Vatanın içinde bulunduğu ateş çemberinde ‘önce ordu kurmalıyız’ diyenlere, Mustafa Kemal Atatürk, ‘önce meclis’ diye diretiyordu; ‘önce meşruiyet; çünkü meclis milli dertlerin şifahanesidir’ diyordu. Gazeteci Yunus Nadi Bey’e şöyle der: ‘Ben her kerameti Meclis´ten bekleyenlerdenim Nadi Bey. Bir devre yetiştik ki orada her iş meşru olmalıdır. Millet işlerinde meşruiyet ancak milli kararlara dayanmakla, milletin genel eğilimine tercüman olmakla sağlanır. Onu bir araya toplamak ve kendisine ‘Ey millet! Sen esaret ve zillet kabul eder misin’ diye sormak lazımdır. Ben milletin vereceği cevabı biliyorum. Milletimiz çok büyüktür. Hiç korkmayalım. O esaret ve zilleti kabul etmez.
Bunun üzerine Yunus Nadi Bey, Ankara´da ordunun olmadığını söyleyerek, ‘eğer elimizde ordu olmazsa bütün bu güzel nazariye suya düşüp gidebilir’ deyince şu cevabı vermiştir: ‘İşte aramızdaki fark özellikle burada göze çarpıyor. Bence Meclis nazariye değil, gerçektir ve gerçeklerin en büyüğüdür. Önce Meclis, sonra ordu! Orduyu yapacak olan millet ve nihayetinde meclistir. Çünkü ordu demek yüz binlerce insan, milyonlarca ve milyonlarca servet ve zamandır. Buna iki üç şahıs karar veremez. Bunu ancak milletin karar ve kabulü ortaya çıkartabilir.’
İlk Meclis binamız ve bu sıralar, kürsüler çok şeye şahit oldu; ateşli konuşmalar, sert tartışmalar, uzun müzakere ve istişareler, İstiklal Marşının okunması ve kabulü, kazanılan zaferlere şahitlik etmenin gururu… Bu meclisin havasını böyle özel bir günde teneffüs etmek, o anları anmak, zihinlerimizde canlandırmak, yüreğimizde hissetmek aslında ne denli zor ve şerefli bir vazife yaptığımızı bizlere hatırlatıyor. İlk Meclis üyeleri; 115 memur ve emekli, 69 din adamı, 51 asker, 46 çiftçi, 37 tüccar, 29 avukat, 15 doktor, 6 gazeteci ve 2 mühendisten kurulu 380 milletvekiliyle çok farklı meslek gruplarından müteşekkil, gerçek manasıyla temsili karaktere sahip tam bir ‘Halk Meclisi’ idi.
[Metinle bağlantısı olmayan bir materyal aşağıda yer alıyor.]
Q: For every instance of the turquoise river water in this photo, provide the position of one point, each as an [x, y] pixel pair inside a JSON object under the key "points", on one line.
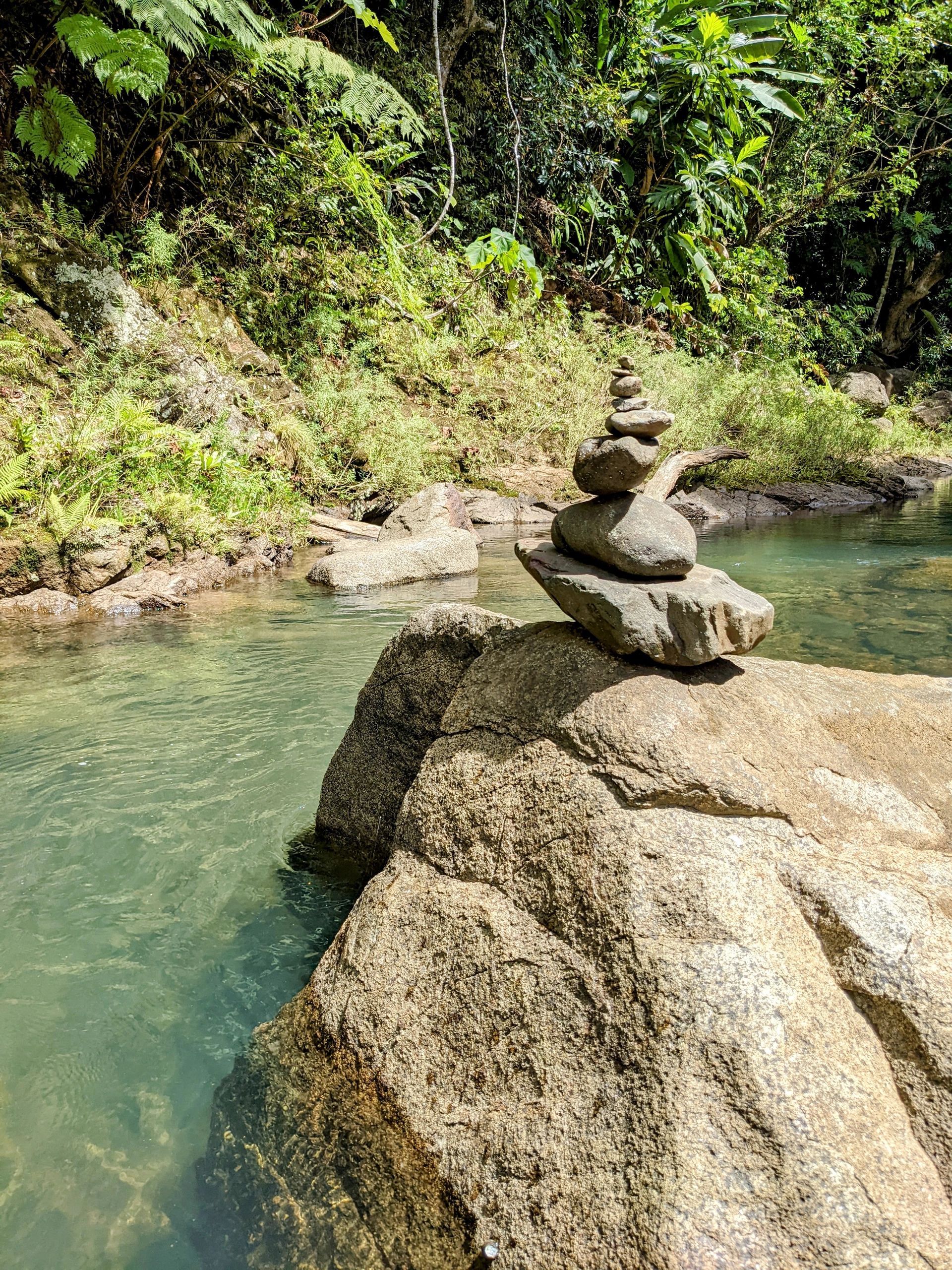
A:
{"points": [[154, 774]]}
“BU AZİZ MİLLET TÜRKİYE BÜYÜK MİLLET MECLİSİ’NİN AÇILIŞIYLA TEK YÜREK OLDUĞUNU BÜTÜN CİHANA GÖSTERMİŞTİR”
Türkiye Büyük Millet Meclisi’nin açılışına giden süreçte, vatanın işgal ve ilhakına karşı giderek sesini yükselten ve irili ufaklı yaklaşık 2 bin 500 toplantı ve kongreyle açıkça bu işgale karşı koyacağını bütün dünyaya ilan eden bu aziz millet, 23 Nisan 1920’de, bütün sözlerini, bütün seslerini ve bütün gücünü bu mukaddes çatı altında birleştirmiş; Türkiye Büyük Millet Meclisi’nin açılışıyla tek ses, tek yürek olduğunu bütün cihana göstermiştir.
Meclis’in açılması ve Millî Mücadele’nin Meclisimiz eliyle kazanılması, devletin yeniden Meclis eliyle inşası demokrasi tarihimiz açısından gurur verici olduğu kadar emperyalizmin boyunduruğu altında ezilen mazlum milletlere bağımsızlık ve özgürlük ilhamı vermesi bakımından da son derecede kıymetlidir.”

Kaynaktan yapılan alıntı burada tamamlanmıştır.